MAPK activity is required for phagocytosis and intracellular granule mobilization in PMNs In the above experiments, we utilized candidal growth inhibition as an assay for PMN biologic function. However, this assay records both intracellular and extracellular microbicidal effects that is, death by
phagocytosis and by exocytosis of antimicrobial products. For death of
ingested microbes, mobilization of lytic granules into phagosomes is a
critical event.13,14 Both the production of oxygen
intermediates and the release of antimicrobial enzymes contained in
lytic granules determine the intracellular killing capacity of
PMNs.13 It has been reported that granular proteins such
as perforin and granulysin have broad effects against intracellular pathogenic bacteria, fungi, and parasites in vitro.53 But
another key granular protein, granzyme B, has not been reported to be expressed in human PMNs, and its antimicrobial activity has not been
defined. As shown in Figure 8A, granzyme
B is expressed in PMNs, as demonstrated by mRNA expression. Western
blot analysis and immunostaining of PMNs with a monoclonal antibody
specific for granzyme B demonstrated that granzyme B is also present at the protein level (Figure 8A, bottom panel). We then used
granzyme B as a specific marker for lytic granules in PMNs to examine
if the Rac/Cdc42-dependent MAPK pathway controls phagocytosis or granule mobilization. We employed 2-color staining whereby C
albicans was prelabeled with a red flourescent cell linker and the
lytic granules in PMNs were stained with FITC-labeled antigranzyme B. By visual assessment of stained PMNs and C albicans, MAPK
was found to control not only phagocytosis but also granule
polarization toward the ingested microbe (Figure 8B). Phagocytosis was
evaluated by counting the number of PMNs that showed ingested microbes
out of 100 total PMNs on each slide. When the phagocytizing PMNs were located, the position of the granzyme B molecules within the PMNs was
also recorded. Granule movement was then evaluated by counting the
number of PMNs with rings of granzyme B clearly visible around their
ingested microbes out of 100 PMNs containing phagocytized C
albicans. At 0 minutes of exposure to C albicans,
phagosomes were visible in 7.6% ± 1.2% of PMNs, whereas by 5 minutes, 66% ± 2.9% of PMNs had ingested microbes. The solvent
control DMSO had little effect on phagocytosis (67.6% ± 2.4%),
whereas the MEK inhibitor PD098059 greatly reduced the ability of the
treated PMNs to phagocytize microbes (21% ± 1.6%).

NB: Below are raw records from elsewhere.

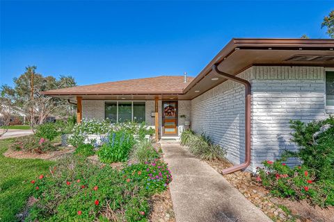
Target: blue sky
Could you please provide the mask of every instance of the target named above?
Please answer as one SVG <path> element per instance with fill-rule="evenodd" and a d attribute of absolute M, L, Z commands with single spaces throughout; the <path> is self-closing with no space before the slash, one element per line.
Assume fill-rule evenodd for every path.
<path fill-rule="evenodd" d="M 79 85 L 196 76 L 232 37 L 328 38 L 333 1 L 1 1 L 0 84 L 28 65 Z"/>

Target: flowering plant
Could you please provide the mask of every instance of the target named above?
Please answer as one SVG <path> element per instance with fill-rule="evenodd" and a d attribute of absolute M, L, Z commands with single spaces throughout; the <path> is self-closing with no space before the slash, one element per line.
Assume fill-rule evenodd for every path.
<path fill-rule="evenodd" d="M 307 198 L 321 206 L 334 205 L 333 181 L 317 180 L 315 172 L 304 165 L 290 168 L 280 160 L 267 160 L 262 164 L 264 167 L 257 169 L 256 180 L 273 196 L 295 200 Z"/>

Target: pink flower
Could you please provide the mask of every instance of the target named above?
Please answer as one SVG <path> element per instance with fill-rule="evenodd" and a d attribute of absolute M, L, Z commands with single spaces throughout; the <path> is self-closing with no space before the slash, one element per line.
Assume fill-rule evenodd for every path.
<path fill-rule="evenodd" d="M 38 144 L 39 144 L 40 145 L 41 145 L 42 143 L 44 143 L 45 141 L 45 139 L 44 139 L 44 138 L 40 138 L 40 142 L 38 142 Z"/>

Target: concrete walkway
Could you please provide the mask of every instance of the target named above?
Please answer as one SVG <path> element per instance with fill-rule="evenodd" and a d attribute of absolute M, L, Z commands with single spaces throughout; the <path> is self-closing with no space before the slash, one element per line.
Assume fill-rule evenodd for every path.
<path fill-rule="evenodd" d="M 221 174 L 177 144 L 162 144 L 177 222 L 272 221 Z"/>

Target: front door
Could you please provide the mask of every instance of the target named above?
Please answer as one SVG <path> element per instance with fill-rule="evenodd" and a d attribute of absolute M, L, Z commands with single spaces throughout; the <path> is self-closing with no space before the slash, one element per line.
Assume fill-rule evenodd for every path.
<path fill-rule="evenodd" d="M 177 101 L 162 102 L 164 135 L 177 134 Z"/>

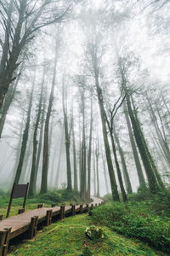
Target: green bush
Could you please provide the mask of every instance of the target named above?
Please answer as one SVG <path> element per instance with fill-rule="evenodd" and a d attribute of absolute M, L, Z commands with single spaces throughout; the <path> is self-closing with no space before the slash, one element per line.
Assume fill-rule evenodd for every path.
<path fill-rule="evenodd" d="M 170 252 L 170 218 L 159 216 L 150 202 L 114 202 L 92 211 L 94 224 L 106 225 L 127 236 L 136 237 Z"/>
<path fill-rule="evenodd" d="M 94 254 L 88 247 L 84 247 L 80 256 L 94 256 Z"/>
<path fill-rule="evenodd" d="M 90 226 L 86 228 L 86 236 L 92 240 L 103 239 L 105 237 L 105 233 L 102 228 L 98 228 L 96 226 Z"/>

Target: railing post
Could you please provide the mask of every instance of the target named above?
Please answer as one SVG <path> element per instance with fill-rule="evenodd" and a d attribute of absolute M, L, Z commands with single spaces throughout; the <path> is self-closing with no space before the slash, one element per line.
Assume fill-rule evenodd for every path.
<path fill-rule="evenodd" d="M 3 229 L 0 231 L 0 255 L 6 256 L 8 248 L 9 236 L 11 228 Z"/>
<path fill-rule="evenodd" d="M 46 226 L 48 226 L 51 224 L 52 221 L 52 210 L 48 210 L 46 213 Z"/>
<path fill-rule="evenodd" d="M 28 239 L 32 239 L 37 233 L 38 216 L 34 216 L 31 218 L 30 228 L 28 231 Z"/>
<path fill-rule="evenodd" d="M 43 207 L 43 204 L 39 204 L 39 205 L 37 205 L 37 208 L 39 209 L 39 208 L 42 208 Z"/>

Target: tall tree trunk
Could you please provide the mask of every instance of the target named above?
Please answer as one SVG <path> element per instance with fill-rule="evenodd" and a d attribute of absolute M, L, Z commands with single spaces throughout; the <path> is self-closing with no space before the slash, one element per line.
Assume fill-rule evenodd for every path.
<path fill-rule="evenodd" d="M 139 123 L 136 119 L 136 117 L 133 114 L 128 92 L 126 88 L 125 88 L 125 93 L 126 93 L 128 113 L 131 119 L 134 137 L 136 139 L 136 143 L 139 148 L 139 151 L 140 153 L 141 159 L 146 172 L 150 190 L 151 194 L 156 194 L 158 191 L 160 191 L 160 188 L 158 186 L 155 173 L 153 172 L 152 165 L 150 163 L 150 160 L 148 155 L 148 150 L 146 150 L 146 144 L 144 142 L 142 131 L 139 129 Z"/>
<path fill-rule="evenodd" d="M 109 186 L 108 186 L 108 181 L 107 181 L 105 160 L 104 159 L 103 151 L 101 150 L 101 152 L 102 152 L 101 155 L 102 155 L 102 162 L 103 162 L 103 167 L 104 167 L 104 177 L 105 177 L 105 189 L 106 189 L 106 193 L 109 194 Z"/>
<path fill-rule="evenodd" d="M 61 135 L 61 141 L 60 145 L 60 153 L 59 153 L 59 159 L 58 159 L 58 165 L 57 165 L 57 172 L 56 172 L 56 178 L 55 178 L 57 189 L 59 188 L 60 170 L 60 163 L 61 163 L 62 148 L 64 143 L 63 139 L 64 139 L 64 130 L 62 129 L 62 135 Z"/>
<path fill-rule="evenodd" d="M 94 196 L 96 196 L 96 165 L 95 165 L 95 150 L 94 148 Z"/>
<path fill-rule="evenodd" d="M 127 168 L 127 165 L 126 165 L 126 161 L 125 161 L 125 158 L 124 158 L 124 153 L 122 151 L 122 148 L 121 147 L 121 143 L 119 141 L 119 137 L 116 135 L 116 130 L 115 128 L 113 129 L 113 132 L 114 132 L 114 137 L 117 144 L 117 148 L 118 148 L 118 151 L 121 156 L 121 162 L 122 162 L 122 172 L 123 172 L 123 176 L 124 176 L 124 180 L 125 180 L 125 184 L 127 187 L 127 192 L 128 194 L 133 193 L 133 189 L 132 189 L 132 185 L 131 185 L 131 182 L 130 182 L 130 177 L 128 175 L 128 168 Z"/>
<path fill-rule="evenodd" d="M 103 103 L 103 96 L 102 96 L 101 88 L 99 87 L 99 84 L 98 77 L 95 77 L 95 85 L 96 85 L 96 90 L 97 90 L 97 95 L 98 95 L 98 102 L 99 102 L 99 105 L 100 117 L 101 117 L 101 121 L 102 121 L 104 144 L 105 144 L 105 154 L 106 154 L 107 166 L 108 166 L 108 170 L 109 170 L 109 175 L 110 175 L 112 197 L 113 197 L 113 200 L 120 201 L 119 194 L 118 194 L 118 190 L 117 190 L 117 185 L 116 185 L 116 177 L 115 177 L 115 172 L 113 170 L 113 164 L 112 164 L 112 160 L 111 160 L 109 140 L 108 140 L 108 136 L 107 136 L 107 129 L 106 129 L 105 118 L 105 108 L 104 108 L 104 103 Z"/>
<path fill-rule="evenodd" d="M 73 163 L 74 163 L 74 189 L 77 191 L 78 183 L 77 183 L 76 148 L 76 142 L 75 142 L 74 117 L 72 120 L 72 141 L 73 141 L 72 147 L 73 147 Z"/>
<path fill-rule="evenodd" d="M 14 177 L 15 183 L 19 183 L 21 171 L 22 171 L 22 166 L 23 166 L 23 163 L 24 163 L 25 154 L 26 154 L 26 150 L 28 134 L 29 134 L 29 129 L 30 129 L 30 120 L 31 120 L 31 106 L 32 106 L 34 84 L 35 84 L 35 74 L 34 74 L 34 81 L 32 84 L 32 89 L 31 89 L 31 97 L 30 97 L 30 103 L 29 103 L 29 107 L 28 107 L 26 128 L 25 128 L 25 131 L 24 131 L 24 133 L 22 136 L 22 145 L 21 145 L 21 149 L 20 149 L 20 160 L 19 160 L 19 164 L 17 166 L 17 170 L 16 170 L 16 175 Z"/>
<path fill-rule="evenodd" d="M 43 159 L 42 159 L 42 183 L 40 194 L 47 193 L 48 191 L 48 154 L 49 154 L 49 120 L 52 112 L 53 102 L 54 102 L 54 91 L 56 79 L 56 67 L 57 67 L 57 53 L 58 53 L 58 44 L 56 40 L 55 45 L 55 57 L 54 57 L 54 74 L 53 81 L 51 85 L 51 92 L 49 96 L 49 102 L 48 106 L 48 112 L 45 119 L 45 127 L 44 127 L 44 137 L 43 137 Z"/>
<path fill-rule="evenodd" d="M 41 159 L 41 153 L 42 153 L 42 140 L 43 140 L 43 126 L 44 126 L 44 114 L 45 114 L 45 102 L 46 97 L 44 96 L 44 102 L 42 111 L 42 118 L 41 118 L 41 127 L 40 127 L 40 134 L 39 134 L 39 139 L 38 139 L 38 149 L 37 149 L 37 156 L 36 160 L 36 167 L 35 167 L 35 175 L 33 179 L 33 191 L 36 193 L 37 191 L 37 173 L 39 170 L 39 165 L 40 165 L 40 159 Z"/>
<path fill-rule="evenodd" d="M 10 84 L 9 90 L 8 90 L 8 93 L 5 96 L 5 100 L 3 104 L 2 108 L 2 113 L 1 113 L 1 117 L 0 117 L 0 138 L 2 137 L 2 133 L 3 131 L 7 113 L 8 112 L 8 109 L 11 106 L 11 103 L 13 102 L 14 96 L 16 91 L 17 85 L 19 84 L 20 80 L 20 73 L 23 71 L 24 69 L 24 63 L 25 63 L 25 58 L 26 58 L 26 53 L 24 54 L 23 60 L 22 60 L 22 65 L 20 66 L 17 79 L 15 82 L 12 82 Z"/>
<path fill-rule="evenodd" d="M 31 177 L 30 177 L 30 186 L 29 186 L 29 196 L 33 196 L 35 194 L 34 190 L 34 180 L 35 180 L 35 174 L 36 174 L 36 161 L 37 161 L 37 129 L 39 126 L 41 112 L 42 112 L 42 95 L 43 95 L 43 86 L 44 86 L 44 77 L 45 77 L 45 66 L 43 68 L 43 75 L 42 75 L 42 82 L 41 87 L 41 94 L 39 99 L 39 106 L 37 110 L 37 120 L 34 127 L 34 134 L 33 134 L 33 151 L 32 151 L 32 163 L 31 163 Z"/>
<path fill-rule="evenodd" d="M 93 99 L 91 96 L 90 132 L 88 154 L 88 197 L 91 195 L 91 158 L 92 158 L 92 131 L 93 131 Z"/>
<path fill-rule="evenodd" d="M 128 135 L 129 135 L 131 147 L 132 147 L 133 154 L 133 157 L 134 157 L 134 162 L 135 162 L 136 170 L 137 170 L 137 173 L 138 173 L 139 187 L 146 188 L 146 184 L 145 184 L 145 181 L 144 181 L 144 174 L 143 174 L 143 171 L 142 171 L 142 166 L 141 166 L 140 160 L 139 160 L 139 153 L 138 153 L 138 150 L 136 148 L 136 143 L 134 141 L 133 130 L 131 127 L 131 123 L 130 123 L 130 119 L 129 119 L 129 116 L 128 116 L 128 111 L 125 102 L 123 102 L 123 111 L 124 111 L 124 114 L 125 114 L 127 126 L 128 129 Z"/>
<path fill-rule="evenodd" d="M 85 81 L 82 81 L 82 86 L 80 88 L 82 116 L 82 164 L 81 164 L 81 188 L 80 194 L 82 200 L 86 199 L 86 129 L 85 129 Z"/>
<path fill-rule="evenodd" d="M 68 127 L 67 109 L 65 106 L 65 89 L 64 81 L 63 81 L 63 87 L 62 87 L 62 104 L 63 104 L 65 153 L 66 153 L 67 190 L 71 191 L 72 183 L 71 183 L 71 155 L 70 155 L 71 137 L 70 137 L 69 127 Z"/>
<path fill-rule="evenodd" d="M 95 156 L 96 156 L 96 176 L 97 176 L 97 197 L 99 197 L 99 141 L 96 143 L 96 149 L 95 149 Z"/>
<path fill-rule="evenodd" d="M 116 154 L 115 141 L 114 141 L 113 133 L 112 133 L 111 131 L 110 131 L 110 139 L 111 139 L 113 154 L 114 154 L 114 158 L 115 158 L 115 163 L 116 163 L 116 171 L 117 171 L 117 177 L 118 177 L 118 180 L 119 180 L 119 184 L 120 184 L 120 188 L 121 188 L 122 200 L 123 200 L 123 201 L 127 201 L 128 197 L 127 197 L 127 194 L 125 192 L 124 185 L 123 185 L 123 183 L 122 183 L 121 168 L 120 168 L 119 162 L 118 162 L 118 160 L 117 160 L 117 154 Z"/>
<path fill-rule="evenodd" d="M 148 159 L 151 164 L 151 167 L 152 167 L 152 171 L 156 177 L 156 180 L 157 180 L 157 183 L 159 185 L 159 187 L 162 189 L 165 189 L 165 185 L 162 180 L 162 177 L 161 177 L 161 175 L 160 173 L 158 172 L 157 171 L 157 167 L 156 166 L 156 163 L 155 163 L 155 160 L 149 150 L 149 147 L 148 147 L 148 144 L 146 143 L 146 140 L 144 138 L 144 133 L 142 131 L 142 129 L 140 127 L 140 124 L 139 124 L 139 119 L 138 119 L 138 115 L 137 115 L 137 109 L 135 108 L 135 105 L 134 105 L 134 102 L 133 102 L 133 99 L 131 96 L 131 100 L 132 100 L 132 102 L 133 102 L 133 113 L 134 113 L 134 116 L 135 116 L 135 119 L 136 119 L 136 122 L 137 122 L 137 125 L 138 125 L 138 129 L 139 129 L 139 131 L 140 132 L 140 135 L 141 135 L 141 138 L 142 138 L 142 141 L 143 141 L 143 143 L 144 143 L 144 147 L 145 148 L 145 151 L 146 151 L 146 154 L 147 154 L 147 156 L 148 156 Z"/>

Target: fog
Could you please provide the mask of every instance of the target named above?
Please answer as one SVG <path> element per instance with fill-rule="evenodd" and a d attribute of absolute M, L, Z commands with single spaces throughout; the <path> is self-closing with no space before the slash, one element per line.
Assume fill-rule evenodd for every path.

We next evaluated whether granule movement toward the ingested microbe was also subject to control by MAPK/ERK. On further visual examination of the PMNs that had phagocytized C albicans, PD098059 also adversely affected granzyme B mobilization toward the ingested microbes. As shown in Figure 8B, only 4% ± 0.5% PD098059-treated PMNs showed granzyme B mobilization as compared with 44.6% ± 4.6% medium- or 41.5% ± 5.0% DMSO-treated control PMNs. Expression of N17Rac, N17Cdc42, and dnMEK1 had similar inhibitory effects on both phagocytosis and granule mobilization (Figure 8C). Two-color staining clearly depicted dispersed FITC-labeled granzyme
B-containing granules (Figure 8Di) in control PMNs and at 0 minutes of
contact with C albicans (Figure 8Diii). After 5 minutes of
C albicans exposure, granzyme B rapidly gathered in PMNs,
surrounding the ingested microbe (Figure 8Div). In PD098059-treated PMNs, granzyme B retained its dispersed intracellular localization (Figure 8Dv). Furthermore, in comparison to CD56 expression (Figure 8Dvi), dnMEK1 in PMNs also suppressed granzyme B intracellular mobilization toward ingested C albicans (Figure 8Dvii).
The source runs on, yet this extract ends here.